巡礼者に(巡礼の)目的は何か聞くアンケートをしていたり、ネタになりそうなことをいつもメモしている。
 トムとヨストとサラが休憩している時に現れ、巡礼の目的のアンケートをとりはじめる。
 トムとサラは無視して歩きはじめるが、ヨストが相手をしてジャックも一行に加わって個性豊かな4人で旅をすることに…

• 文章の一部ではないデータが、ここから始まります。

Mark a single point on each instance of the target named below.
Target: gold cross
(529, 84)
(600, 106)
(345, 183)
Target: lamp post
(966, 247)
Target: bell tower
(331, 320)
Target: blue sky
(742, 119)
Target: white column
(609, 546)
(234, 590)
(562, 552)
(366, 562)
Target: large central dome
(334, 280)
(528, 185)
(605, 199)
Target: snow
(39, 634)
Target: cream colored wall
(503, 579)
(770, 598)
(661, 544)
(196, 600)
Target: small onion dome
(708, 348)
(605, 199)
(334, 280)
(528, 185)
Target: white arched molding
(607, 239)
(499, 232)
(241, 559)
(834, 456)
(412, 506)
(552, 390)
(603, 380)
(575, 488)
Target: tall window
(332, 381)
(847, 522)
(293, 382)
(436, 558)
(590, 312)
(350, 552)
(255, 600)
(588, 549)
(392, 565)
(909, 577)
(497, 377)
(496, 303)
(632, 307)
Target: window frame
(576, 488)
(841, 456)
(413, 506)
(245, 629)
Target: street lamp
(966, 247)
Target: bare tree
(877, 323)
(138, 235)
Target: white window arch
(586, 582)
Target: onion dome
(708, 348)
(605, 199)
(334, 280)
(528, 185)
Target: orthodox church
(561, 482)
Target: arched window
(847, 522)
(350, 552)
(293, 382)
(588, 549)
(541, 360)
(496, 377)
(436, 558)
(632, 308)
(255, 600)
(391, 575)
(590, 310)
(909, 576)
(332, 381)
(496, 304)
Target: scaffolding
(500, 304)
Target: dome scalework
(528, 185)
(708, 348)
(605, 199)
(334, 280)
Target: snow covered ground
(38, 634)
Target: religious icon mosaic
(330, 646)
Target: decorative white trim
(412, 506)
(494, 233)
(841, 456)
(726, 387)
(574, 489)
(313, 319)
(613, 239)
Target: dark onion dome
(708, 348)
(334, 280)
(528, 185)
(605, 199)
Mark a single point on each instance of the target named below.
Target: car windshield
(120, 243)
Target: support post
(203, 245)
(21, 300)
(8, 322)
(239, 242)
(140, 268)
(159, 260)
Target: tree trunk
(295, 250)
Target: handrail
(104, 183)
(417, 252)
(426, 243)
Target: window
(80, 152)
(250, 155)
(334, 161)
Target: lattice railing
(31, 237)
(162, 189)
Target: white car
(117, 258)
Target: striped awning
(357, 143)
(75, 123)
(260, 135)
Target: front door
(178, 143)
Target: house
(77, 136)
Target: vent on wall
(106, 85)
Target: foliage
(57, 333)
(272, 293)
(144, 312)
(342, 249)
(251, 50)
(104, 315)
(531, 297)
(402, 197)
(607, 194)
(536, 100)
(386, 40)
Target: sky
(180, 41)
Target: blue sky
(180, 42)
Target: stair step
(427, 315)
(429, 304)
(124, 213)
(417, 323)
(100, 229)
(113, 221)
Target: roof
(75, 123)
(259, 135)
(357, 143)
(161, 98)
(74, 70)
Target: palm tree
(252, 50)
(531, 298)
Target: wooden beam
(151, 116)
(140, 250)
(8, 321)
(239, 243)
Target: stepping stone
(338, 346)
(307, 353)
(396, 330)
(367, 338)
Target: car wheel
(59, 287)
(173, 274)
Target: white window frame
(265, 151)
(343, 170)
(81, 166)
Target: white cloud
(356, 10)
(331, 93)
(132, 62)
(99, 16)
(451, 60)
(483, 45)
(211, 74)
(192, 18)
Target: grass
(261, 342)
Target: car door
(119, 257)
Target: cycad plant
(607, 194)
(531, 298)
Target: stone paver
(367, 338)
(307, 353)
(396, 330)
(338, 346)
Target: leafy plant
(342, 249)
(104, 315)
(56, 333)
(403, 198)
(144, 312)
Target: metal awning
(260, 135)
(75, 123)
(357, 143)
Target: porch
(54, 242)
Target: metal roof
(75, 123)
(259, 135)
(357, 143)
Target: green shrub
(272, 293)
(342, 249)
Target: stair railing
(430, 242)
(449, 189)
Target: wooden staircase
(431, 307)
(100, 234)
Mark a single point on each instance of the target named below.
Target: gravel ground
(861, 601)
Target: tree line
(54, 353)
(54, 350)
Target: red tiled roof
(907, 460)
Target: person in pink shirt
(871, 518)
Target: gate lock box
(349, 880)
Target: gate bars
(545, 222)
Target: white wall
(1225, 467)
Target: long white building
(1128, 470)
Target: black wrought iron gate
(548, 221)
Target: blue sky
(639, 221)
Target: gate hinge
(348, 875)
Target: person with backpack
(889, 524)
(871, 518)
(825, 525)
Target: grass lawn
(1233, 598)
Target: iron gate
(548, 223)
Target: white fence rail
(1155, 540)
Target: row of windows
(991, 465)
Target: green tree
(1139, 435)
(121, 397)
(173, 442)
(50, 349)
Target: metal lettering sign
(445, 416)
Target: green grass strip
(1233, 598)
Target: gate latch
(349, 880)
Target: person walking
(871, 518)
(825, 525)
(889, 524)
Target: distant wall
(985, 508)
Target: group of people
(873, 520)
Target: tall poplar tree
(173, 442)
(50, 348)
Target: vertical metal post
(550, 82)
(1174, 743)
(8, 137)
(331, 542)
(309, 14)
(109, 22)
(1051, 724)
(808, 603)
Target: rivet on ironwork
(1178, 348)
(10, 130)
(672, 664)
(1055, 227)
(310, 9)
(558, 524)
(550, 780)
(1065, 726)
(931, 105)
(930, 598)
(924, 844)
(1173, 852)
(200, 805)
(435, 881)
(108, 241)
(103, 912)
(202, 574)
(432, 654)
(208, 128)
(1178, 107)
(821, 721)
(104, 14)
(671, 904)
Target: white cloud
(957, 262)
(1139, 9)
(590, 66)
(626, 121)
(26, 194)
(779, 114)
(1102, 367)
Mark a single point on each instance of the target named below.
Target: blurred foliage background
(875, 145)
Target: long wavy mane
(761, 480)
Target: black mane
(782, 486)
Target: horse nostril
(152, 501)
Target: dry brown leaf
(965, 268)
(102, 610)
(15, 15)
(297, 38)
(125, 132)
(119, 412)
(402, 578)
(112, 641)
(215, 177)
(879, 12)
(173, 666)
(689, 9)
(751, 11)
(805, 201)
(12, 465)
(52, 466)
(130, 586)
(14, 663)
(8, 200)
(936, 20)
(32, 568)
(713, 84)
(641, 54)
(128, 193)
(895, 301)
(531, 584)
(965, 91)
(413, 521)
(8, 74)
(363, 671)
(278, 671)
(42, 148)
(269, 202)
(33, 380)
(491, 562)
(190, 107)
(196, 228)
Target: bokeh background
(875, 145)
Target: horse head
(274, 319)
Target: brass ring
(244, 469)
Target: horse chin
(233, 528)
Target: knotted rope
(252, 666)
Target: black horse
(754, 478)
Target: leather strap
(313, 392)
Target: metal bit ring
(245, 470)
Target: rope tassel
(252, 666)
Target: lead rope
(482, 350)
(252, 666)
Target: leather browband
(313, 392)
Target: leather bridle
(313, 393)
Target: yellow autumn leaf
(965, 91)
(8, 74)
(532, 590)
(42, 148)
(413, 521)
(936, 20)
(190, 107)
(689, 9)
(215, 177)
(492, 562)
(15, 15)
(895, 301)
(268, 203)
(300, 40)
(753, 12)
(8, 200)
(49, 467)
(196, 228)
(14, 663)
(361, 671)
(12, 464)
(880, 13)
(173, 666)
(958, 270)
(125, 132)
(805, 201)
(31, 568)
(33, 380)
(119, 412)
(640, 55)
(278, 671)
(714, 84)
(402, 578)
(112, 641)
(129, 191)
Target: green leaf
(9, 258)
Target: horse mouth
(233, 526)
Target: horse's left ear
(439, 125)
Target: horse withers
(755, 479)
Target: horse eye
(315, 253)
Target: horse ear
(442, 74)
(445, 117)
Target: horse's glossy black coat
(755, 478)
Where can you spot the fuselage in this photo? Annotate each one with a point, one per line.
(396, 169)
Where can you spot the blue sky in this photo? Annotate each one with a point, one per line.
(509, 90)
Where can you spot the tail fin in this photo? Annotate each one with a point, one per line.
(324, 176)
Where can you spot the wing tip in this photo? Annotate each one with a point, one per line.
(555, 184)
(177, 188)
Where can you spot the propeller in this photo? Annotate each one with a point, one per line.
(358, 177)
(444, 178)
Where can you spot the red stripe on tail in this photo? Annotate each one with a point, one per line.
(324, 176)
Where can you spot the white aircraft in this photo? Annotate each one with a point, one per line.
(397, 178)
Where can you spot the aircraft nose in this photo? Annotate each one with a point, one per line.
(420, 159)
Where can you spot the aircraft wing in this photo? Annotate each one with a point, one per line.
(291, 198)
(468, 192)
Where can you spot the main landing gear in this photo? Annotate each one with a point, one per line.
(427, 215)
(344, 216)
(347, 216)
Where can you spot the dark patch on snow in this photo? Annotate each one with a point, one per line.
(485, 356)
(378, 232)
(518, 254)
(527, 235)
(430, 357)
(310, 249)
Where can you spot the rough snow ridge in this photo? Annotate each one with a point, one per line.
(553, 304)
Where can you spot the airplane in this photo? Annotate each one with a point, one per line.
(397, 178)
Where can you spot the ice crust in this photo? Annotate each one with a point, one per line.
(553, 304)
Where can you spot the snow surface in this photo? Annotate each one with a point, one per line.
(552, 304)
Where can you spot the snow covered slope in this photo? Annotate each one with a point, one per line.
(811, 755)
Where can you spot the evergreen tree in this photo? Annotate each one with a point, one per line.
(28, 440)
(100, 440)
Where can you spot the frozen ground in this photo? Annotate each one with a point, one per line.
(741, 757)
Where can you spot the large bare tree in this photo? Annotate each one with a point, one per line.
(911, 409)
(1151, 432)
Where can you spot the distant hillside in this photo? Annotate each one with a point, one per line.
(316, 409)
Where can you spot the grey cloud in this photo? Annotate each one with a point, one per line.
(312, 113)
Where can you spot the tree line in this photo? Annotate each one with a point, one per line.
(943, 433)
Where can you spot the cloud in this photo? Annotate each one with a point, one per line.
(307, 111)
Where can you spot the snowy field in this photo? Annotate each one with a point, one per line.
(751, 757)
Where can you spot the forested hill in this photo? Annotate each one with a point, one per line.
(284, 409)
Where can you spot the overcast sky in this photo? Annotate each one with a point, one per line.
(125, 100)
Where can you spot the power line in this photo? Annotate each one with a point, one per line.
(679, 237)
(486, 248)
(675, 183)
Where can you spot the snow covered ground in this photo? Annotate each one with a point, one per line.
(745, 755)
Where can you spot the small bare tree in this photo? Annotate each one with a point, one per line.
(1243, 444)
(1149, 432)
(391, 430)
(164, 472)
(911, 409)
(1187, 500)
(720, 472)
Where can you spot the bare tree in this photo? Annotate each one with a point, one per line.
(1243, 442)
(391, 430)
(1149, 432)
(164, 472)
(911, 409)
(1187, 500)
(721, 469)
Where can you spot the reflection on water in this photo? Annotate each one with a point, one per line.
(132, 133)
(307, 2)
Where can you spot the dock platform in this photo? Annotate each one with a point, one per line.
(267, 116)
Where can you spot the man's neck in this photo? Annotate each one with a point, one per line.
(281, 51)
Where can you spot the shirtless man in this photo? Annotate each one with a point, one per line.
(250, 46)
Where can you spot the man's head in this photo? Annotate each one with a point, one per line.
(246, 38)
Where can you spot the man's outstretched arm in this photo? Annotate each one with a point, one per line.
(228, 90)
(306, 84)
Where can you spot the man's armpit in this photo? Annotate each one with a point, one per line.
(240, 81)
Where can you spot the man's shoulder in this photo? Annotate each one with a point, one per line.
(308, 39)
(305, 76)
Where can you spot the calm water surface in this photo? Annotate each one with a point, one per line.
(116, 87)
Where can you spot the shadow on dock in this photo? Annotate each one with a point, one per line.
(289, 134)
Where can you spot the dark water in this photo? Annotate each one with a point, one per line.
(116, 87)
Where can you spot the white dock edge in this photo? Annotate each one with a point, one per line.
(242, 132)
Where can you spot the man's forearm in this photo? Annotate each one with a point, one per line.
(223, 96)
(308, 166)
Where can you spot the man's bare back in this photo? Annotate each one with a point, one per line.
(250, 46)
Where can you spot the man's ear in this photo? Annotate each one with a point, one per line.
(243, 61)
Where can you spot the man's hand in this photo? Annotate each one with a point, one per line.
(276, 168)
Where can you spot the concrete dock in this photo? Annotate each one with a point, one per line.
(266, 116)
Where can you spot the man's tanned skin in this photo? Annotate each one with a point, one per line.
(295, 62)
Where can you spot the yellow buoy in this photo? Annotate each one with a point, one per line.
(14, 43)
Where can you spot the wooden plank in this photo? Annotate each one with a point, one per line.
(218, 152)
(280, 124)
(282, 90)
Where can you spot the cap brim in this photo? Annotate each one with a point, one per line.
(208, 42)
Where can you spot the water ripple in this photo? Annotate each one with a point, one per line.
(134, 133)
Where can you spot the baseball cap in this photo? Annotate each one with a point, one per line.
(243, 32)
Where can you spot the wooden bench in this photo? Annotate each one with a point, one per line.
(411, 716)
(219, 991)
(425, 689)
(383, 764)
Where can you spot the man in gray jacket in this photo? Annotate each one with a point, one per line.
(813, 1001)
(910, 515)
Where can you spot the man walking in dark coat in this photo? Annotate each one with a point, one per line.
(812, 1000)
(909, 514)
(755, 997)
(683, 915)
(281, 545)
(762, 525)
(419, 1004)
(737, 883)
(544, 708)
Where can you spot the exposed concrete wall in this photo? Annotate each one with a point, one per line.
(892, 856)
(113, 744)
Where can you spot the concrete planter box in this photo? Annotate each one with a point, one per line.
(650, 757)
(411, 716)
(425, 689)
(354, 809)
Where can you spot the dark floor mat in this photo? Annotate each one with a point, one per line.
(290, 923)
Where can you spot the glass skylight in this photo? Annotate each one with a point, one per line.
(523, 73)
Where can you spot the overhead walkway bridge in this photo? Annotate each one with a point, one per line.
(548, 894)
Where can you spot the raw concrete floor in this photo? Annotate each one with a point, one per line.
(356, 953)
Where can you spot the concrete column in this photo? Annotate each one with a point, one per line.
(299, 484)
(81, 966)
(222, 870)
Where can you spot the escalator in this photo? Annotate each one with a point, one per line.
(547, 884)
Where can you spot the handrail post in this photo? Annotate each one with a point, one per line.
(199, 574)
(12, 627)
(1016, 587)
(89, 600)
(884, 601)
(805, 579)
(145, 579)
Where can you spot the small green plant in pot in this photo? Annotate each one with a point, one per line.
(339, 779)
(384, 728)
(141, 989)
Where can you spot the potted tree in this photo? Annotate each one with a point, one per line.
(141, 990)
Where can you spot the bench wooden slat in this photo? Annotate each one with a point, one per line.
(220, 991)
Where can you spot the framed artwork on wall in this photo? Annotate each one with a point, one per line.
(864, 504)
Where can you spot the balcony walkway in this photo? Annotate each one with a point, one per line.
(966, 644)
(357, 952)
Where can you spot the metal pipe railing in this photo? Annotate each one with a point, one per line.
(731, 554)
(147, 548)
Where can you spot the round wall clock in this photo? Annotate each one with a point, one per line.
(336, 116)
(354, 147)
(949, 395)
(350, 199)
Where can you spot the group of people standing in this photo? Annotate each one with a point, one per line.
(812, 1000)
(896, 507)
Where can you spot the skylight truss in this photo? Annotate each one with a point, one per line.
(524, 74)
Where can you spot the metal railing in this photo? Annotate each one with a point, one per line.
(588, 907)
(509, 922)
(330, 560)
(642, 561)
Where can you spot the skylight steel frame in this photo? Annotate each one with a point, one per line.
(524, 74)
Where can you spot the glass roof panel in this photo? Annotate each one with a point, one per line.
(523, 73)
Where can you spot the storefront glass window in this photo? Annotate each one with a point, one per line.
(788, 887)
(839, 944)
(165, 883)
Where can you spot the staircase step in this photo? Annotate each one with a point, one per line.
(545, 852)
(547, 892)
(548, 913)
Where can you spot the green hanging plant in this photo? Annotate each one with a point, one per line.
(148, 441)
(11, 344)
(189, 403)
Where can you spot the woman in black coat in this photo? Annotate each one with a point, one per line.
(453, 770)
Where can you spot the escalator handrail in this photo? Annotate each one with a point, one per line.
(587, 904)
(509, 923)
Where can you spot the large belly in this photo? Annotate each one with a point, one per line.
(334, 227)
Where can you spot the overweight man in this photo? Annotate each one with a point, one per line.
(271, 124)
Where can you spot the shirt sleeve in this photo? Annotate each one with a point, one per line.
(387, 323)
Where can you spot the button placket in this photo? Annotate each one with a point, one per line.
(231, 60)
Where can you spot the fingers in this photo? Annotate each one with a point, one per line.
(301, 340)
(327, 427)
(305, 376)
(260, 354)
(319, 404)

 この映画は、息子ダニエル役のエミリオ・エステベスが監督。
父親トム役のマーティン・シーンはエステベス監督の実の父。
(父役と息子役がすごく似ていると思ったら実の親子だったとは…)
 最近のハリウッド映画の逆を行くようなタイプの映画で、情緒的な部分が印象深かったです。
いかにもハリウッドと言う感じのアクション系の好きなが「日本映画みたい(で物足りない)」と、言っていたので、日本人受けしそうな映画だと思います。
 この映画の公開がきっかけで、エル・カミノ・デ・サンティアゴ(巡礼路)を訪れる日本人観光客が急増するんじゃないかなぁ~と思いました。

※1:聖地サンティアゴ・コンポステーラの巡礼路
027s スペイン語ではEl Camino de Santiagoで、世界遺産に登録されている、キリスト教の巡礼路。
 サンティアゴ・コンポステーラには聖ヤコブの遺骸がエルサレムから船で運ばれたという伝説があり、中世のキリスト教の重要な巡礼地の1つで、中世には多くの巡礼者がサンティアゴ・コンポステーラの巡礼路を旅行した。

073s

(←聖ヤコブの遺骸があるとされている、サンティアゴ・コンポステーラ)

 その後ペストの流行、宗教改革、政情不安のために、16世紀頃には巡礼旅行は廃れたが、近年になって世界中からの旅行者が訪れるようになった。
 映画でトムが歩くルートはサンティアゴ・コンポステーラまで約800km。 

※:2巡礼者パスポート
Image5s スペイン語ではcredencial(身元保証書の意味)英語ではpilgrim's passport。
 スペインの旅行会社や巡礼路にある教会や自分の住んでいる街の教会から購入できる。
 credencialを持っている巡礼者は、巡礼路にあるrefugio(一晩の宿で、無料か安価)が利用できる。
 refugioに宿泊すると、credencialに公式のスタンプを押してもらえ、巡礼の証明になる。
 refugioの他にも、巡礼路沿いの教会、礼拝堂でもスタンプを押してもらえる。(教会がしまっている場合は、街の役所や観光事務所などでもらえることもあるらしい)
 徒歩で100km以上、自転車で200km以上巡礼路を旅行すると、終点のサンティアゴ・コンポステーラでcompostela(ラテン語で書かれた巡礼達成証明書)がもらえる。
 写真はトムがcredencialにサンティアゴのスタンプを貰って、息子のダニエルの名前でcompostelaを発行してもらうシーン。